中国外交部は5月11日、ドナルド・トランプ(Donald Trump)米大統領が、X習近平(しゅう・きんぺい、Xi Jinping)国家主席の招待を受け、5月13日から15日まで中国を公式訪問すると発表した。両首脳が対面で会談するのは昨年10月の釜山会談以来で、米大統領の訪中は9年ぶりとなる。

中国外交部の郭嘉昆報道官は11日の定例記者会見で、「両首脳は中米関係や世界の平和と発展に関わる重要課題について踏み込んだ意見交換を行う」と説明。その上で、「首脳外交は中米関係において代替できない戦略的役割を担っている」と強調し、双方が「平等、尊重、互恵」の精神に基づき、協力の拡大と対立の適切な管理を進めていく考えを示した。

報道によると、トランプ大統領は13日夜に北京入りし、14日から15日にかけて習主席と会談する予定。14日午後には、北京市内のTemple of Heaven(天壇公園)を習主席とともに訪問する計画も伝えられている。天壇は、明・清時代の皇帝が五穀豊穣などを祈願した歴史的建造物として知られている。

また、中国中央テレビ(CCTV)は12日、米ホワイトハウスがトランプ氏の訪中に同行する米財界関係者のリストを公表したと報じた。同行する企業関係者は16人に上り、テクノロジー、金融、航空、農業など幅広い分野の主要企業が名を連ねている。

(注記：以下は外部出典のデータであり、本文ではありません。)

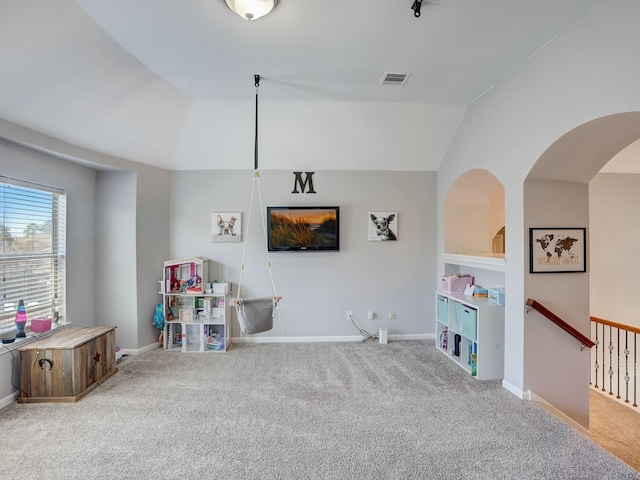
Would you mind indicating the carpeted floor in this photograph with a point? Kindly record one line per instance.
(293, 411)
(615, 426)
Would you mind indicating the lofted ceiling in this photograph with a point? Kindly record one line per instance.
(169, 82)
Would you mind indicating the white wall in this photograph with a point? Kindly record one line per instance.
(547, 347)
(116, 278)
(614, 233)
(319, 287)
(586, 72)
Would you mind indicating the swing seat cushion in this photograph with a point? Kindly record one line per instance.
(255, 315)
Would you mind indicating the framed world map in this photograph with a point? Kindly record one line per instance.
(557, 250)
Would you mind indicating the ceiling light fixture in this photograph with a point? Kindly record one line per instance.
(251, 9)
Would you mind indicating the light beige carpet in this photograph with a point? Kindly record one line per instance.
(615, 427)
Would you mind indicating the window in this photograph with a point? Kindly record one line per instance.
(32, 250)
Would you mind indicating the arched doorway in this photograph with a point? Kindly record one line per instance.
(556, 194)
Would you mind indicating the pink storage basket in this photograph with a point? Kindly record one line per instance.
(455, 284)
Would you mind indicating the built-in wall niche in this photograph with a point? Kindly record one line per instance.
(474, 216)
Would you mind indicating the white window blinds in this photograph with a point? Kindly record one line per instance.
(32, 250)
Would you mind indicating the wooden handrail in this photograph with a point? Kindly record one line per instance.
(586, 341)
(620, 326)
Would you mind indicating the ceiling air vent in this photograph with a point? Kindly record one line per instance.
(394, 79)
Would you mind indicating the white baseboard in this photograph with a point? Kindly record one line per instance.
(139, 351)
(319, 339)
(562, 416)
(516, 391)
(9, 399)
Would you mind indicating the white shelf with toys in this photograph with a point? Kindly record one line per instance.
(196, 312)
(470, 331)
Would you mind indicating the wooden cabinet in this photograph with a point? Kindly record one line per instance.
(470, 331)
(67, 365)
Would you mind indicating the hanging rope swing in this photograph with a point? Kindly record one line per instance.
(255, 315)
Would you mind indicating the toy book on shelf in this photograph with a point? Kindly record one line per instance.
(186, 275)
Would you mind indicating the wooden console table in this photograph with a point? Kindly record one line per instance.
(67, 365)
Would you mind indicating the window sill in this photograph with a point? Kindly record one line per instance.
(32, 337)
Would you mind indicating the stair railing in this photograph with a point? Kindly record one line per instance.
(583, 339)
(621, 346)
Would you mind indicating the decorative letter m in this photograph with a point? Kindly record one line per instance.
(308, 181)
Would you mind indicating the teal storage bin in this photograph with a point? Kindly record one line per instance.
(468, 320)
(443, 310)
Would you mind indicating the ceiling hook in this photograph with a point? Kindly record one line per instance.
(417, 4)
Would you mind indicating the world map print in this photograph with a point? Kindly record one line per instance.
(557, 250)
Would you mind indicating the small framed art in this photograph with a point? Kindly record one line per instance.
(226, 227)
(557, 250)
(383, 226)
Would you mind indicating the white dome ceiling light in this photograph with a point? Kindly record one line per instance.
(251, 9)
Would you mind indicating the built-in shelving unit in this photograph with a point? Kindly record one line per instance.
(470, 331)
(486, 261)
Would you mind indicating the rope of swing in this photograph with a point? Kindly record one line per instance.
(256, 182)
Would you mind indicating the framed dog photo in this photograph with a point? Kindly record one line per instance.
(557, 250)
(383, 226)
(226, 227)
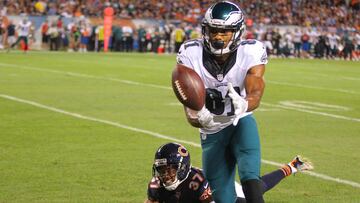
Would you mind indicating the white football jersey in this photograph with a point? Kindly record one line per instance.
(249, 53)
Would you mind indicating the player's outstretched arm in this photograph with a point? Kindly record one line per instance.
(192, 118)
(254, 85)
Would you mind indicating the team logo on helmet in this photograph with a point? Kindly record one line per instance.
(223, 15)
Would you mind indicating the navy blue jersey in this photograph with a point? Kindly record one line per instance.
(192, 190)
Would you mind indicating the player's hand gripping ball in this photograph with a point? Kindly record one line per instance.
(188, 87)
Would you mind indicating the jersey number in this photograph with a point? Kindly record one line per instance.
(216, 103)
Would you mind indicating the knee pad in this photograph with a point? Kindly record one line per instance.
(253, 191)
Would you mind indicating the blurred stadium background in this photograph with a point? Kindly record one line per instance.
(83, 127)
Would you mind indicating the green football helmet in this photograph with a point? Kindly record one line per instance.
(223, 15)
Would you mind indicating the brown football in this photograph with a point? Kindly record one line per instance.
(188, 87)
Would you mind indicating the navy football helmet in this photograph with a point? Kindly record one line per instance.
(171, 165)
(223, 15)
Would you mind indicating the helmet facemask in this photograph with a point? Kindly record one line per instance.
(174, 169)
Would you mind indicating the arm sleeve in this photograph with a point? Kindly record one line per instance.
(153, 190)
(256, 54)
(182, 57)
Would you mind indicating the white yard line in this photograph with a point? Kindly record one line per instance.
(158, 135)
(129, 82)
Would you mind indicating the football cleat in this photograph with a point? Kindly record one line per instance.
(300, 164)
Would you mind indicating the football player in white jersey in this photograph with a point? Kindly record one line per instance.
(232, 72)
(24, 30)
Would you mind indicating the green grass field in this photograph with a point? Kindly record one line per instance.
(84, 127)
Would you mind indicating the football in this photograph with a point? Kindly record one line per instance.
(188, 87)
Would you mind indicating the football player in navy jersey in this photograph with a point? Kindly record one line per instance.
(232, 71)
(176, 181)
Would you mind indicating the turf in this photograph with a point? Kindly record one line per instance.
(310, 107)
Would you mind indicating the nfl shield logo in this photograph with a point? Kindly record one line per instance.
(220, 77)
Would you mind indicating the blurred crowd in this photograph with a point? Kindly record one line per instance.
(280, 12)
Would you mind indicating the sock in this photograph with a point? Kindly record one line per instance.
(288, 170)
(253, 191)
(271, 179)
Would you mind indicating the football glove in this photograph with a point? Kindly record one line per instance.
(206, 119)
(240, 104)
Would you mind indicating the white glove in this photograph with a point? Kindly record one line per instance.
(240, 104)
(206, 119)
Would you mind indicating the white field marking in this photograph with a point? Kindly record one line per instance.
(314, 105)
(311, 87)
(158, 135)
(129, 82)
(318, 175)
(158, 86)
(312, 112)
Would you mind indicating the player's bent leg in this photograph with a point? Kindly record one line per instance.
(219, 168)
(253, 191)
(246, 147)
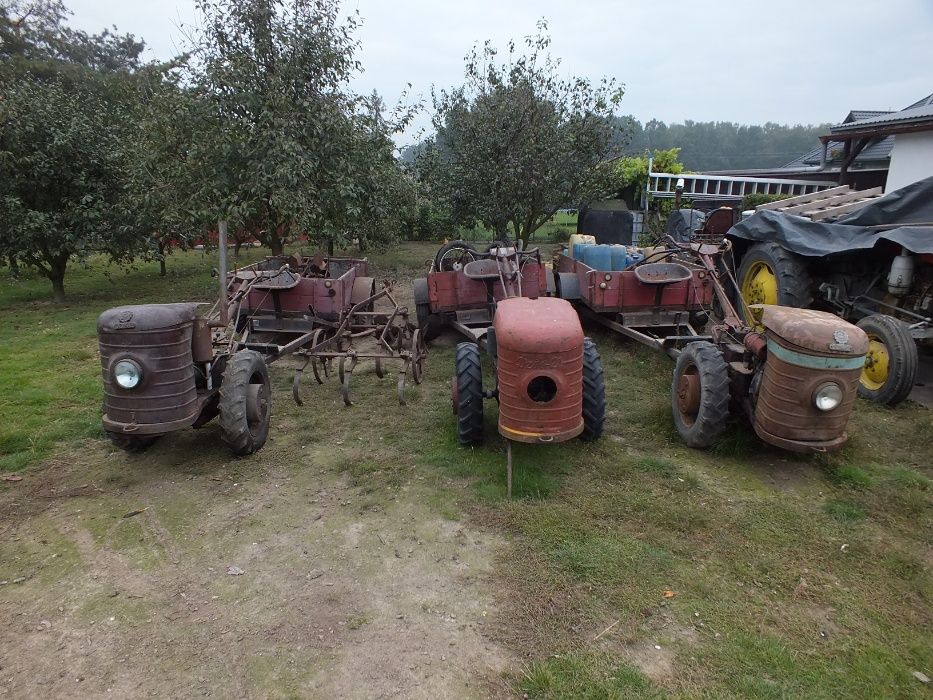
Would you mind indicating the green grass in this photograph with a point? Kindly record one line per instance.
(790, 576)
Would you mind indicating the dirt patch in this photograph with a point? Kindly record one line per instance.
(265, 582)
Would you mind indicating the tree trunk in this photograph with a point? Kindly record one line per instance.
(275, 243)
(161, 258)
(58, 285)
(56, 274)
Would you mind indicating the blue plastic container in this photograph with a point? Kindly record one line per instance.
(599, 257)
(579, 248)
(619, 258)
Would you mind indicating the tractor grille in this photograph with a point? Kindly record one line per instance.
(167, 390)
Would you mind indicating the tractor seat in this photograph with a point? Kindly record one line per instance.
(285, 279)
(484, 269)
(662, 273)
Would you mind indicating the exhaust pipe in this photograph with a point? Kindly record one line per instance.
(222, 244)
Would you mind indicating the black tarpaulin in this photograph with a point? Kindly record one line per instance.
(909, 205)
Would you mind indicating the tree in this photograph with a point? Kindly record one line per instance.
(283, 144)
(517, 141)
(64, 118)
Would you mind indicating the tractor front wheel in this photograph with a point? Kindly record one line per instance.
(700, 394)
(771, 275)
(134, 444)
(891, 364)
(594, 392)
(468, 394)
(245, 402)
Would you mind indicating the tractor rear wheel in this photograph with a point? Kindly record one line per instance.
(891, 364)
(134, 444)
(245, 402)
(769, 274)
(468, 394)
(594, 392)
(700, 394)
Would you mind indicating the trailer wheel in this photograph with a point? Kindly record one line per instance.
(771, 275)
(468, 394)
(245, 402)
(453, 254)
(134, 444)
(891, 364)
(700, 394)
(430, 323)
(594, 392)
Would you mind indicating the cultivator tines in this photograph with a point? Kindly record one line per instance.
(364, 333)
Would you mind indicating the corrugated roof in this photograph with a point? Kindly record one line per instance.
(857, 114)
(920, 103)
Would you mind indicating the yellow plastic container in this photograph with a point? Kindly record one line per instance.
(577, 238)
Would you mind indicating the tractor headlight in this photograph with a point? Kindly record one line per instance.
(127, 374)
(827, 396)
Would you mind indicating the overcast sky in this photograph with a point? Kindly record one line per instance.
(785, 61)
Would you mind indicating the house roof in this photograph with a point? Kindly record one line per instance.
(876, 154)
(919, 114)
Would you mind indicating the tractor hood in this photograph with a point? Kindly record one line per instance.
(814, 332)
(542, 325)
(146, 317)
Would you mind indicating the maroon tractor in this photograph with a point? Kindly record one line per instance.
(166, 367)
(796, 379)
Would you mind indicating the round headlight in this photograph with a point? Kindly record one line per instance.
(827, 396)
(127, 374)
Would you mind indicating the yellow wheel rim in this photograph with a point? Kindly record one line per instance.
(759, 286)
(875, 372)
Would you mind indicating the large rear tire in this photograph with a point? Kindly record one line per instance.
(594, 392)
(468, 394)
(245, 402)
(700, 394)
(769, 274)
(891, 364)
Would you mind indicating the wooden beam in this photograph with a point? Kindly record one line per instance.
(845, 208)
(851, 195)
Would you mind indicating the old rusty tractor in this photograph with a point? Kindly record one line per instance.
(548, 377)
(796, 378)
(166, 367)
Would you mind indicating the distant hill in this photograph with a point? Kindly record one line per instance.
(710, 145)
(722, 145)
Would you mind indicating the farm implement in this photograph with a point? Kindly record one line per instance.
(548, 376)
(166, 368)
(795, 379)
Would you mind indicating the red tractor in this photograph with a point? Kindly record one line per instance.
(548, 377)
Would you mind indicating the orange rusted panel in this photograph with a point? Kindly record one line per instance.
(539, 345)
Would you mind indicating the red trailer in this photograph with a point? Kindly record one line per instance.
(465, 299)
(662, 304)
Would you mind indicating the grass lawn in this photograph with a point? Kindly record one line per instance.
(632, 567)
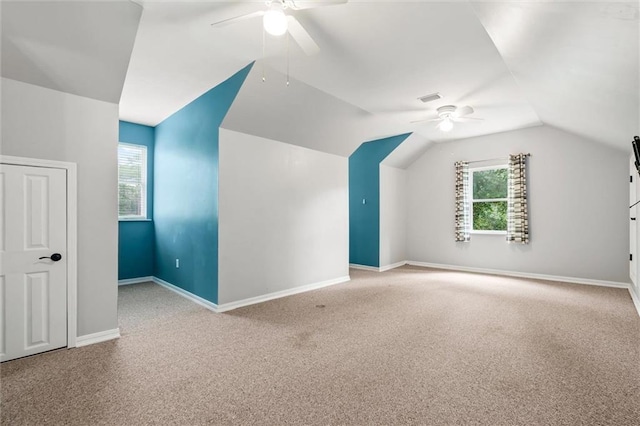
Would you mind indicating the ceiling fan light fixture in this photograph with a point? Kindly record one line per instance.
(446, 125)
(275, 22)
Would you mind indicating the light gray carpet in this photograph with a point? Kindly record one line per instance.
(408, 346)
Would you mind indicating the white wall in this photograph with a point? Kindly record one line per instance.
(393, 215)
(578, 211)
(284, 217)
(47, 124)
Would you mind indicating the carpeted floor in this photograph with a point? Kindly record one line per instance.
(408, 346)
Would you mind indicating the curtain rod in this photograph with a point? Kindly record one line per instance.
(494, 159)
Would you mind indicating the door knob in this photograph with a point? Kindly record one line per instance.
(55, 257)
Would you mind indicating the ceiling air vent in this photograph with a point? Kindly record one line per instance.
(431, 97)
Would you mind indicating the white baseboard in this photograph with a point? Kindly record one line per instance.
(392, 266)
(187, 295)
(375, 268)
(101, 336)
(135, 280)
(572, 280)
(636, 299)
(278, 294)
(250, 301)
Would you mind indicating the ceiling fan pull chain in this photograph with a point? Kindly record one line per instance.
(263, 49)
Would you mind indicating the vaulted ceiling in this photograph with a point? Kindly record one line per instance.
(573, 65)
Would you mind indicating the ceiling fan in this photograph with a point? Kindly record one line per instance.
(276, 22)
(449, 114)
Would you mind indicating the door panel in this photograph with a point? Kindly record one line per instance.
(34, 302)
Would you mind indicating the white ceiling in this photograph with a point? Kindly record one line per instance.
(573, 64)
(81, 48)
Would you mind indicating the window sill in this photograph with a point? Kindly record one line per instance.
(503, 233)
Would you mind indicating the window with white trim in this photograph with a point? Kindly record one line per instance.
(132, 181)
(488, 201)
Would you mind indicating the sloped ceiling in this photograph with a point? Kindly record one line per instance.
(300, 114)
(576, 62)
(75, 47)
(573, 65)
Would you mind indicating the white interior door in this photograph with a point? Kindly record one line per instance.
(33, 284)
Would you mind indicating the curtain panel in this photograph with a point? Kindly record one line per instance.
(463, 222)
(517, 208)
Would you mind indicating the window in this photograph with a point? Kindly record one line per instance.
(489, 187)
(132, 181)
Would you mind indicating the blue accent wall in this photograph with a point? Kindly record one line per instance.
(186, 190)
(136, 239)
(364, 184)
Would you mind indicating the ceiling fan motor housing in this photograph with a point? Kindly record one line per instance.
(446, 111)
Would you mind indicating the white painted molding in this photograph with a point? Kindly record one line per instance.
(102, 336)
(187, 295)
(364, 267)
(278, 294)
(636, 299)
(138, 280)
(572, 280)
(251, 301)
(393, 266)
(376, 269)
(72, 234)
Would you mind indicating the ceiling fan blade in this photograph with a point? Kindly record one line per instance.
(426, 120)
(240, 18)
(466, 119)
(461, 111)
(310, 4)
(301, 36)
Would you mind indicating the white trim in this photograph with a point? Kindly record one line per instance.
(635, 298)
(72, 234)
(377, 269)
(138, 280)
(101, 336)
(364, 267)
(278, 294)
(187, 295)
(392, 266)
(251, 301)
(572, 280)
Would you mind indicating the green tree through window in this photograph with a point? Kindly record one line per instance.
(489, 198)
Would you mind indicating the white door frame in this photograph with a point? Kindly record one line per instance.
(72, 233)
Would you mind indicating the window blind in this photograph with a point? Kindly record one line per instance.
(132, 181)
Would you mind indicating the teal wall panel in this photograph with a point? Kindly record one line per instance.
(364, 199)
(186, 190)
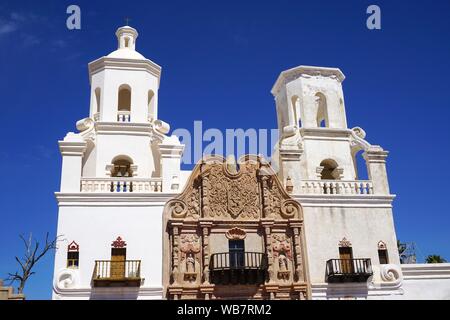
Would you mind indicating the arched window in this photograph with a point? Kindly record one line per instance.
(295, 102)
(329, 171)
(73, 255)
(151, 105)
(124, 101)
(322, 112)
(97, 100)
(360, 166)
(382, 253)
(122, 167)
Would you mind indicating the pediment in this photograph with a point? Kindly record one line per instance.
(219, 190)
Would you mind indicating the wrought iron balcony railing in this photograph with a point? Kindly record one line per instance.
(117, 273)
(238, 268)
(348, 270)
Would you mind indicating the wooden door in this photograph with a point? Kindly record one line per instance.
(236, 250)
(118, 257)
(346, 259)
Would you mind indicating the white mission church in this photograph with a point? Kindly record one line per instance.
(136, 226)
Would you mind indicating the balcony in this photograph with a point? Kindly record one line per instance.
(108, 273)
(336, 187)
(348, 270)
(116, 185)
(244, 268)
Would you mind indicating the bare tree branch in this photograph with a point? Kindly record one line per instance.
(31, 257)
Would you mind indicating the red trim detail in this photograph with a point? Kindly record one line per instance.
(73, 246)
(119, 243)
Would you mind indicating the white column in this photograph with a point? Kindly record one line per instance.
(72, 149)
(171, 152)
(376, 168)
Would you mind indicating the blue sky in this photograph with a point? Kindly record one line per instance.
(220, 60)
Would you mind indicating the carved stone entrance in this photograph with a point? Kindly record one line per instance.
(247, 209)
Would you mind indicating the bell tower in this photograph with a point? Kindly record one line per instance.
(117, 173)
(124, 84)
(315, 140)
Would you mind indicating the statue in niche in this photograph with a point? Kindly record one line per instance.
(190, 263)
(283, 262)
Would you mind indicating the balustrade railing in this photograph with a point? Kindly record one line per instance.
(121, 185)
(336, 187)
(117, 272)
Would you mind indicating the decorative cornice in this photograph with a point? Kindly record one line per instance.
(113, 199)
(72, 148)
(306, 71)
(423, 271)
(124, 64)
(328, 133)
(144, 129)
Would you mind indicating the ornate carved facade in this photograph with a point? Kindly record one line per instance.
(235, 233)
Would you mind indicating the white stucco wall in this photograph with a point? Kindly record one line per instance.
(95, 226)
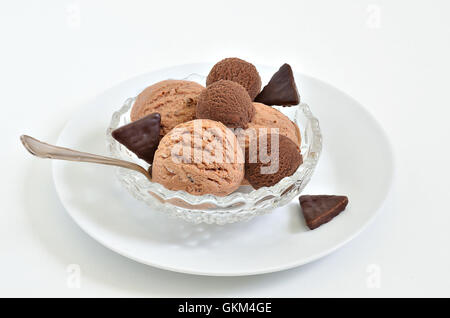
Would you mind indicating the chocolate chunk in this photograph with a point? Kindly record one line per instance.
(320, 209)
(141, 136)
(281, 89)
(285, 159)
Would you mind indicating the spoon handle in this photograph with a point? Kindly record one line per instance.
(44, 150)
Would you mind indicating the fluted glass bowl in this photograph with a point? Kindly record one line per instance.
(241, 205)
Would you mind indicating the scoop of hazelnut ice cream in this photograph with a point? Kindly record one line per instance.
(174, 100)
(200, 157)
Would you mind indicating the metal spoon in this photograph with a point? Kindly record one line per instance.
(44, 150)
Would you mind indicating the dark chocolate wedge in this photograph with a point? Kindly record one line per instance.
(281, 89)
(141, 136)
(320, 209)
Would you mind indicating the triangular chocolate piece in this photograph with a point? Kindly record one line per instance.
(320, 209)
(141, 136)
(281, 89)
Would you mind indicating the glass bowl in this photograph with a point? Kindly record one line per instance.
(243, 204)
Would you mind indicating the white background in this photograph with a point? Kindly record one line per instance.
(392, 56)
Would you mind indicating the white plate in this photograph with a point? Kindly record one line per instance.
(356, 161)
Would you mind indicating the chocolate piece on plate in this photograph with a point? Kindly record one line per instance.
(320, 209)
(281, 89)
(141, 136)
(266, 167)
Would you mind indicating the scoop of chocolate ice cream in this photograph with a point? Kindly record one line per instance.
(268, 162)
(239, 71)
(227, 102)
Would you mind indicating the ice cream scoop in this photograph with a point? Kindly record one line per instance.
(227, 102)
(274, 158)
(200, 157)
(239, 71)
(269, 117)
(174, 100)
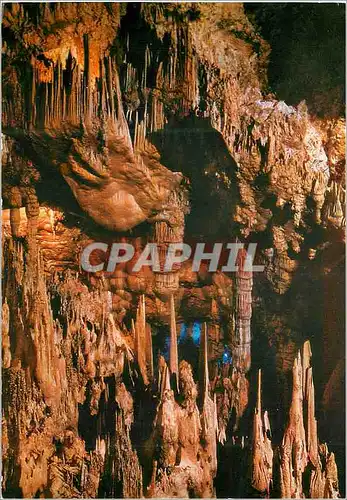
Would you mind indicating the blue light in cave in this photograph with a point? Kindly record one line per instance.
(196, 333)
(226, 356)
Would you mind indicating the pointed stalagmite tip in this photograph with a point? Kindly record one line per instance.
(173, 361)
(259, 393)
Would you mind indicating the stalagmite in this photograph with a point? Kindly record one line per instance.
(208, 408)
(173, 357)
(293, 448)
(141, 339)
(262, 454)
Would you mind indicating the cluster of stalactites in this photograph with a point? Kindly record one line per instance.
(300, 451)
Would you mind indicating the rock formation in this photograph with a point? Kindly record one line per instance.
(153, 124)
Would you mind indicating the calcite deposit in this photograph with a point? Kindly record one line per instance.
(157, 123)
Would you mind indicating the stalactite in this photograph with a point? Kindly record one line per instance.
(141, 341)
(262, 454)
(173, 359)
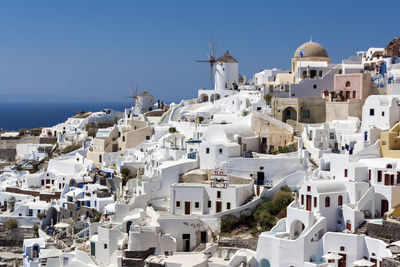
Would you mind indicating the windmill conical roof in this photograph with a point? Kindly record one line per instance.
(227, 58)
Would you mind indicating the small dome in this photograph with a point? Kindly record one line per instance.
(310, 49)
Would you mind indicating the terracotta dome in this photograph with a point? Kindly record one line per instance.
(311, 49)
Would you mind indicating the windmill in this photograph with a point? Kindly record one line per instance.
(134, 98)
(211, 59)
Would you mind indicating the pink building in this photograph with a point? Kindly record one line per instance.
(349, 86)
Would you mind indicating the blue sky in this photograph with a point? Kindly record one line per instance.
(71, 50)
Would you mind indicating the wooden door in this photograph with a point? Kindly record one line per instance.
(374, 261)
(384, 206)
(308, 202)
(387, 179)
(187, 207)
(218, 206)
(342, 261)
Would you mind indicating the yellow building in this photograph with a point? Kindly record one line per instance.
(390, 142)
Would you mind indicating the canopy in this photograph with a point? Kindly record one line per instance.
(62, 225)
(364, 263)
(332, 256)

テクノロジー分野では、イーロン・マスク(Elon Musk)氏が率いるTesla、ティム・クック(Tim Cook)氏がCEOを務めるAppleのほか、クアルコム(Qualcomm)やマイクロン・テクノロジー(Micron Technology)など半導体大手の幹部が参加する。

金融分野では、シティグループ(Citigroup)、ゴールドマン・サックス(Goldman Sachs)、ブラックストーン(Blackstone)といったウォール街の大手金融機関の責任者が訪中団に加わる予定だ。

さらに、航空分野からはボーイング(Boeing)、農業分野からはカーギル(Cargill)が参加するとされる。

一方、トランプ大統領は11日、自身のSNS「Truth Social」への投稿で、「中国訪問を非常に楽しみにしている」と述べ、中国を「驚くべき国だ」と表現した。

今回の訪中では、経済・貿易分野を中心に、中米関係改善に向けた具体的な成果が打ち出されるかが注目されている。